Nous restons très attentifs. Si je ne vous parle pas d'une émission que vous avez implicitement mentionnée, c'est parce qu'il s'agit d'une affaire en cours d'examen et que je ne peux vous en parler plus avant, mais sachez que nous restons vigilants et que nous prendrons toutes les mesures nécessaires à la préservation de la dignité des personnes.

Madame Kuster, la façon dont la législation pourrait évoluer n'est pas de notre compétence. Je le dis souvent mais où pourrais-je le dire mieux qu'ici-même ? Je me permets tout de même d'indiquer qu'indépendamment des modifications qui pourraient être apportées sur des points essentiels, en particulier le périmètre, il existe un impératif de simplification.

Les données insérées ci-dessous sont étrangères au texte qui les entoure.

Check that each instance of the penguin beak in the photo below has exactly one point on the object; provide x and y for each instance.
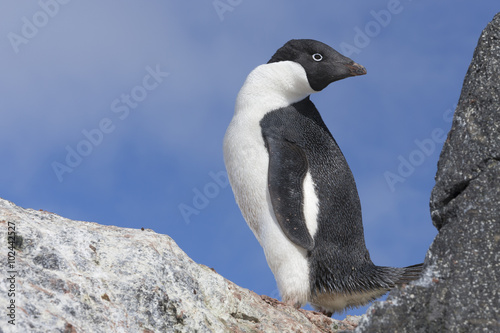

J'ai exprimé à plusieurs reprises ces dernières années le souhait qu'un effort de codification soit entrepris. Quand la législation a été tant de fois modifiée, à des époques différentes, dans des états d'esprit différents, parfois sans exposé des motifs ni travaux préparatoires dans le cas d'amendements parlementaires, cela conduit non seulement à de la complexité mais aussi à un effet de confusion et de difficulté d'interprétation et d'articulation entre des dispositions adoptées à des époques diverses. La codification, même à droit constant, permet donc d'avoir une vue générale sur une matière complexe. Quand un code de l'éducation a été proposé, cela paraissait une tâche insurmontable. Cette initiative a pourtant fini par aboutir au bout de longues années. Je ne dis pas que cela a résolu tous les problèmes mais au moins avons-nous désormais un texte unique là où il existait des circulaires dont même la publicité était sujette à caution. Sur le sujet des signes ostensibles à l'école, notamment, certaines circulaires inspiraient un doute sur leur fondement juridique. La codification permet de mettre de l'ordre dans le droit. C'est une première étape, qui n'est pas suffisante mais est assurément nécessaire. Le sort de la société d'aujourd'hui, société d'information, de communication et d'éducation, dépend beaucoup de l'évolution et de la clarification des textes.

Monsieur Cormier-Bouligeon se plaint d'un abâtardissement, en quelque sorte, de l'esprit public. Comme je l'ai dit, ce n'est pas à nous de faire les programmes. Nous devons veiller à ce que ces programmes n'encouragent pas, directement ou indirectement, la discrimination. Dès lors que l'on pratique, que ce soit dans un reportage ou une fiction, des jeux de rôle, cela s'appelle des stéréotypes, et les stéréotypes peuvent être malfaisants. Le législateur nous a d'ailleurs demandé, dans certains domaines tels que l'égalité des femmes et des hommes, de pourchasser les stéréotypes, et nous le faisons dans le cadre d'un dialogue et d'engagements réciproques avec nos interlocuteurs des médias, qui sont eux aussi convaincus de l'importance de ces enjeux.

J'ai conscience que ma réponse ne vous satisfera pas complètement, monsieur le député. Le principe reste la liberté, l'article 1er de la loi de 1986 commence par l'affirmation de la liberté de communication, mais si le législateur a produit une loi si précise et si longue, c'est bien pour marquer que la liberté de communication peut se retourner contre elle-même et que, pour être exercée sereinement et efficacement, elle doit respecter un certain nombre de principes qui procèdent de la préservation des droits d'autrui.